Edit in response to the comments:

Of course, it is possible to write it "more functional". However, due to the vague descriptions in the questions and the rather "sketchy" code example, it's hard to find "THE" most appropriate solution here. (And "appropriate" refers to the specific caveats of the actual task, and to the question of how functional it should be without sacrificing readability).

Possible functionalization steps might include the creation of a generic StoppingSpliterator class that operates on a delegate Spliterator and has a Supplier<Boolean> as its stopping condition, and feeding this with a Predicate on the actual Accumulator, together with using some utility methods and method references here and there.

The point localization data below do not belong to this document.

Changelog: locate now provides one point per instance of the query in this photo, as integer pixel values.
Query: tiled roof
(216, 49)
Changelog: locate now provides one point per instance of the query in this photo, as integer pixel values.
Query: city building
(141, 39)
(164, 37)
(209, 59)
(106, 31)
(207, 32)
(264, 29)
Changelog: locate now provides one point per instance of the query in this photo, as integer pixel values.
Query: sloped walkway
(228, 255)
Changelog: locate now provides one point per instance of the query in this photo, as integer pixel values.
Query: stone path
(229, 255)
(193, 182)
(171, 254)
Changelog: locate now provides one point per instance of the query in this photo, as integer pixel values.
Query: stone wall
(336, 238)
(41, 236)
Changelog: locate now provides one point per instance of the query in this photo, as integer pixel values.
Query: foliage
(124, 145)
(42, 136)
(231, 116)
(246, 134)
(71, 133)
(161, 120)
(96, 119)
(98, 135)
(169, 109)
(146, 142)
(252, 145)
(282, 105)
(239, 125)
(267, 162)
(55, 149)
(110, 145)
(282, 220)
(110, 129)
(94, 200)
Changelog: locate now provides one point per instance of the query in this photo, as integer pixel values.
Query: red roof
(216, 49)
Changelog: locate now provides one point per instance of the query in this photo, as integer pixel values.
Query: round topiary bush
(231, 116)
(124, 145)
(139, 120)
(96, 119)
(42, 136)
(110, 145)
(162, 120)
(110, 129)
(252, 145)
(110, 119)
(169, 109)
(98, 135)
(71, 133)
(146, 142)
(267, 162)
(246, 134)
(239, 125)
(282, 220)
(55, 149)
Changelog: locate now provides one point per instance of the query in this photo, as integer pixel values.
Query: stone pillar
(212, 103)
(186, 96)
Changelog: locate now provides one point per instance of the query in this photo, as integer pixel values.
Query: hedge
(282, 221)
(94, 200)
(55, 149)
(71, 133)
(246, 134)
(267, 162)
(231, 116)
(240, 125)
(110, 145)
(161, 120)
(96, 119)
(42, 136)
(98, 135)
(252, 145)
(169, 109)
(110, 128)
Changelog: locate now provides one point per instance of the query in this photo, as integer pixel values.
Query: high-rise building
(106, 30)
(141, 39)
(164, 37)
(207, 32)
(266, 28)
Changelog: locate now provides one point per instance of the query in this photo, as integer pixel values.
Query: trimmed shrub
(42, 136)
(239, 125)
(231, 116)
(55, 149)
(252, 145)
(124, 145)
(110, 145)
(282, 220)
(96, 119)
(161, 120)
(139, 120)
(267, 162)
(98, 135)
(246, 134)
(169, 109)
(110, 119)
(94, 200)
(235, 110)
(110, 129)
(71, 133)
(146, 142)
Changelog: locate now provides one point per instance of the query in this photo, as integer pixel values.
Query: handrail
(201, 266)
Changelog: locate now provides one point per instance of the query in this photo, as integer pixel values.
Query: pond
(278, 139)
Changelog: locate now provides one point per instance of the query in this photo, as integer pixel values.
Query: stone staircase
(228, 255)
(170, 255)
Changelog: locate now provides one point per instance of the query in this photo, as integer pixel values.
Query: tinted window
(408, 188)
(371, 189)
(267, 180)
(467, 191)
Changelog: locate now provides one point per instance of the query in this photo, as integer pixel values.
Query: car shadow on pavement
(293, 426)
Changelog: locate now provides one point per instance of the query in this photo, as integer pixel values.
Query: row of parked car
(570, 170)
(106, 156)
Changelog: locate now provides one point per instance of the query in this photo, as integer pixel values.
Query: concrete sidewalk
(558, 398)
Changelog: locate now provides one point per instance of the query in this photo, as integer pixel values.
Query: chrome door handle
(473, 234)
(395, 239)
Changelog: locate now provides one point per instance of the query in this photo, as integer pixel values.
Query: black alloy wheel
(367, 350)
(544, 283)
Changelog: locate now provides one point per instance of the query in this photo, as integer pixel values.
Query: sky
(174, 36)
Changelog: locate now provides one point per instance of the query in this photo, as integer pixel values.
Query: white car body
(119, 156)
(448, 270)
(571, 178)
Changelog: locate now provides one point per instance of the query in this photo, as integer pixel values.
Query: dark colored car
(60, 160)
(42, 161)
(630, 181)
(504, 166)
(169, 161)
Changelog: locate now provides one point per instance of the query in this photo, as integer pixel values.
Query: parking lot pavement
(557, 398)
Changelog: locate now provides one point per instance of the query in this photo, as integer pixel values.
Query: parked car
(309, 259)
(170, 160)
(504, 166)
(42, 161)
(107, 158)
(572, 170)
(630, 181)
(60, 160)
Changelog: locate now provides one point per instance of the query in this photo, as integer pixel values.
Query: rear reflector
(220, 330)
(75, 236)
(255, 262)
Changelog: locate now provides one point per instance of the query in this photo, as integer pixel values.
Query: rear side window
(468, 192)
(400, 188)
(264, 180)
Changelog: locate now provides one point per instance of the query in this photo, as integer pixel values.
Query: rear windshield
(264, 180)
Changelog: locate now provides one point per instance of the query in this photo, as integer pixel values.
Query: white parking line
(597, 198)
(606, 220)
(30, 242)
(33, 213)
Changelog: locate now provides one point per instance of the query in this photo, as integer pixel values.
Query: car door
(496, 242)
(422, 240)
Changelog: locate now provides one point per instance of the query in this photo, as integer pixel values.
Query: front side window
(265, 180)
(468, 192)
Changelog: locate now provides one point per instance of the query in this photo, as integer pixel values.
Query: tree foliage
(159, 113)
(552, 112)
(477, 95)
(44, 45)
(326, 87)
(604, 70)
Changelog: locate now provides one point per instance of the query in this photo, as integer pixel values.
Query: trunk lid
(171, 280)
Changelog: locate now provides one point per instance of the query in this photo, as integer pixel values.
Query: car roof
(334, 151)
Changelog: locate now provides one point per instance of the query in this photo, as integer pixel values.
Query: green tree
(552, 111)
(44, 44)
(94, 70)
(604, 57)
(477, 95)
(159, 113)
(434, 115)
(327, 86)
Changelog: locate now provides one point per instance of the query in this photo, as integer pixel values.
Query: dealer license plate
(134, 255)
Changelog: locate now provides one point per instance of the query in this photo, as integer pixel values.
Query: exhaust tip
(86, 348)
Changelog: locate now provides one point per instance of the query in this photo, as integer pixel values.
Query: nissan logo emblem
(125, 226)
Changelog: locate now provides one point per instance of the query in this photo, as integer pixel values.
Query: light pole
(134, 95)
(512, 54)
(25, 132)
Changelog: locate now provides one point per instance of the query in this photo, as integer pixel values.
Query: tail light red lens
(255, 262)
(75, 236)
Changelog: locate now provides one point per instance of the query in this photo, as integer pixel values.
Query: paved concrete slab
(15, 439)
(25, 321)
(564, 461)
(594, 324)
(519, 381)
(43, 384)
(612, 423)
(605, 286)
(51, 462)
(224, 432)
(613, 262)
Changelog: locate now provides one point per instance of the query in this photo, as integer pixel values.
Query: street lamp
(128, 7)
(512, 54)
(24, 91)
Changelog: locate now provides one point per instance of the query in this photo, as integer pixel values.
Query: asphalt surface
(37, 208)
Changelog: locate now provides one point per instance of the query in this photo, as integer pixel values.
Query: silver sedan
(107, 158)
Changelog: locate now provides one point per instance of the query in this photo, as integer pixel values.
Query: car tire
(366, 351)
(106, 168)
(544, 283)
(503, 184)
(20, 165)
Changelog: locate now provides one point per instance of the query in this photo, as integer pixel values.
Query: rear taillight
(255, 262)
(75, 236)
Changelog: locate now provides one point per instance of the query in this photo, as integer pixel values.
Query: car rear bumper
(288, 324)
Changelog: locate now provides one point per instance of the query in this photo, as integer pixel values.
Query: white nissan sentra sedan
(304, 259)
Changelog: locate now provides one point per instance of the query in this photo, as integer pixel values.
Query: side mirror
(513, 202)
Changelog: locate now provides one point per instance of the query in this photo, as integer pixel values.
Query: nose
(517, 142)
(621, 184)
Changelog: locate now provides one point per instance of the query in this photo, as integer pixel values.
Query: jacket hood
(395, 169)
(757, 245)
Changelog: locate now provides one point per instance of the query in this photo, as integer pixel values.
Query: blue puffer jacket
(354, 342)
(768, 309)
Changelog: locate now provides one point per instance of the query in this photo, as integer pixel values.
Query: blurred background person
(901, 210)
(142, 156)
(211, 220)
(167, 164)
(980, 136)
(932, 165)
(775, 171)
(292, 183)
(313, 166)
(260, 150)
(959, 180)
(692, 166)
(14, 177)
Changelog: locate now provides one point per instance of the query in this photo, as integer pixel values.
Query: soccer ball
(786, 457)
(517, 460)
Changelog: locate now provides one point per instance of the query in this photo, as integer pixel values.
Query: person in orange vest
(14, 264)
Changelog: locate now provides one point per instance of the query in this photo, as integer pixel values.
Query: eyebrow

But again: It is debatable whether this is actually an appropriate solution, or whether one should not rather use the simple and pragmatic solution from the answer by Lukas Eder...

import java.util.ArrayList;
import java.util.Collection;
import java.util.Collections;
import java.util.HashSet;
import java.util.List;
import java.util.Set;
import java.util.Spliterator;
import java.util.Spliterators;
import java.util.function.BiFunction;
import java.util.function.Consumer;
import java.util.function.Predicate;
import java.util.function.Supplier;
import java.util.stream.StreamSupport;

public class StopStreamReduction
{
    public static void main(String[] args)
    {
        List<Integer> collection = 
            new ArrayList<Integer>(Collections.nCopies(20, 1));
        System.out.println(compute(collection));
    }

    private static String compute(List<Integer> collection)
    {
        Predicate<Accumulator> stopCondition = (a) -> a.set.size() > 10;
        Accumulator result = reduceStopping(collection, 
            new Accumulator(), StopStreamReduction::accumulate, stopCondition);
        return (result.set.size() > 11) ? "invalid" : String.valueOf(result.set);
    }

    private static int counter;
    private static Accumulator accumulate(Accumulator a, Integer element)
    {
        System.out.print("Step " + counter);
        if (a.set.size() <= 10)
        {
            System.out.print(" expensive");
            a.set.add(counter);
        }
        System.out.println();
        counter++;
        return a;
    }

    static <U, T> U reduceStopping(
        Collection<T> collection, U identity,
        BiFunction<U, ? super T, U> accumulator,
        Predicate<U> stopCondition)
    {
       // This assumes that the accumulator always returns
       // the identity instance (with the accumulated values).
       // This may not always be true!
       return StreamSupport.stream(
           new StoppingSpliterator<T>(
               collection.spliterator(), 
               () -> stopCondition.test(identity)), false).
                   reduce(identity, accumulator, (x, y) -> null);
    }
}

class Accumulator
{
    final Set<Integer> set = new HashSet<Integer>();
}

class StoppingSpliterator<T> extends Spliterators.AbstractSpliterator<T>
{
    private final Spliterator<T> delegate;
    private final Supplier<Boolean> stopCondition;

    StoppingSpliterator(Spliterator<T> delegate, Supplier<Boolean> stopCondition)
    {
        super(delegate.estimateSize(), 0);
        this.delegate = delegate;
        this.stopCondition = stopCondition;
    }

    @Override
    public boolean tryAdvance(Consumer<? super T> action)
    {
        if (stopCondition.get())
        {
            return false;
        }
        return delegate.tryAdvance(action);
    }
}